Assignment 3

Question 1:

A researcher wishes to conduct a study of the color preferences of new car buyers. Suppose that 50% of this population prefers the color red. If 20 buyers are randomly selected, what is the probability that between 9 and 12 (both inclusive) buyers would prefer red? Round your answer to four decimal places. Use the round() function in R.

#assign parameters 
n <- 20 # sample size of selected buyers 
x <- 9:12 # buyers who prefer red 
p_red <- 0.50 # probability of observing red 


# determine probability 
binom<-dbinom(0:n, n, p_red)

# Round the result to four decimal places
round(sum(binom[9:12]),4)

## [1] 0.6167

# create barplot 
barplot(binom, xlab="Buyers", ylab="Probability Buyer Prefers Red")

Question 2:

A quality control inspector has drawn a sample of 13 light bulbs from a recent production lot. Suppose 20% of the bulbs in the lot are defective.
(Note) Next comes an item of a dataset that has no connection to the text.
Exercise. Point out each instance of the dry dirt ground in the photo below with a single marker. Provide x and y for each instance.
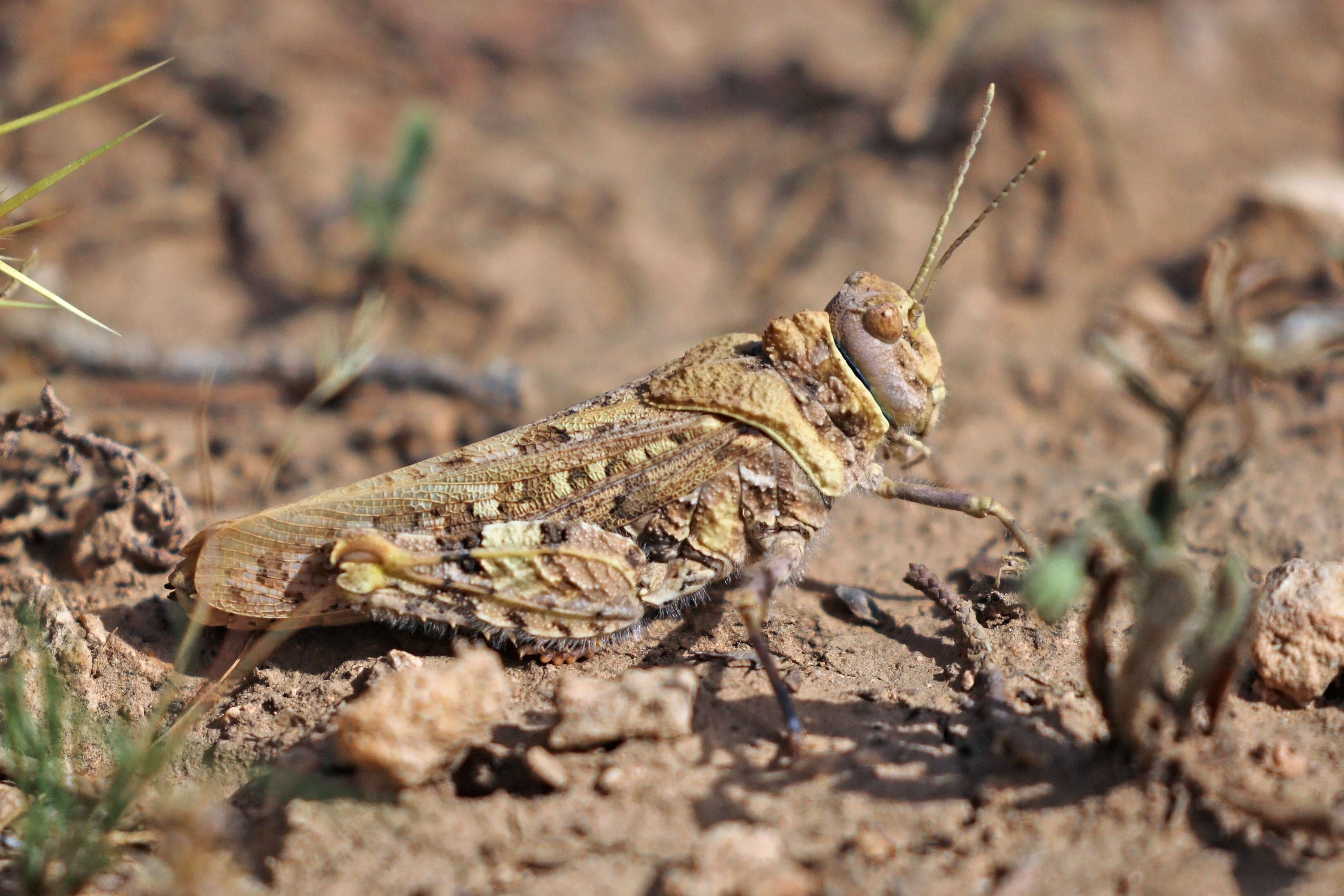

What is the probability that less than 6 but more than 3 bulbs from the sample are defective?Round your answer to four decimal places.

# parameters 
n <- 13 # selcted bulbs sample size 
p_defect <- 0.20 # probability of observing defective bulb 
x <- 4:5 # probability that less than 6 but more than 3 bulbs from the sample are defective

# calculate the probability 
probabilities <- dbinom(x, size = n, prob = 0.20)

# sum of probabilities 
p_total <- sum(probabilities)

# Round four decimal places
p_rounded <- round(p_total,4)
p_rounded

## [1] 0.2226

# create barlpot 
barplot(
  dbinom(
    0:n, size = n, prob = p_defect
    ),
    xlab="Success", ylab="Probability")

Question 3:

The auto parts department of an automotive dealership sends out a mean of 4.2 special orders daily. What is the probability that, for any day, the number of special orders sent out will be no more than 3? Round your answer to four decimal places.

# parameters 
lambda <- 4.2  # mean
s_orders <- 3 # number of special orders 

# compute prob 
prob <- ppois(s_orders, lambda, lower.tail = TRUE)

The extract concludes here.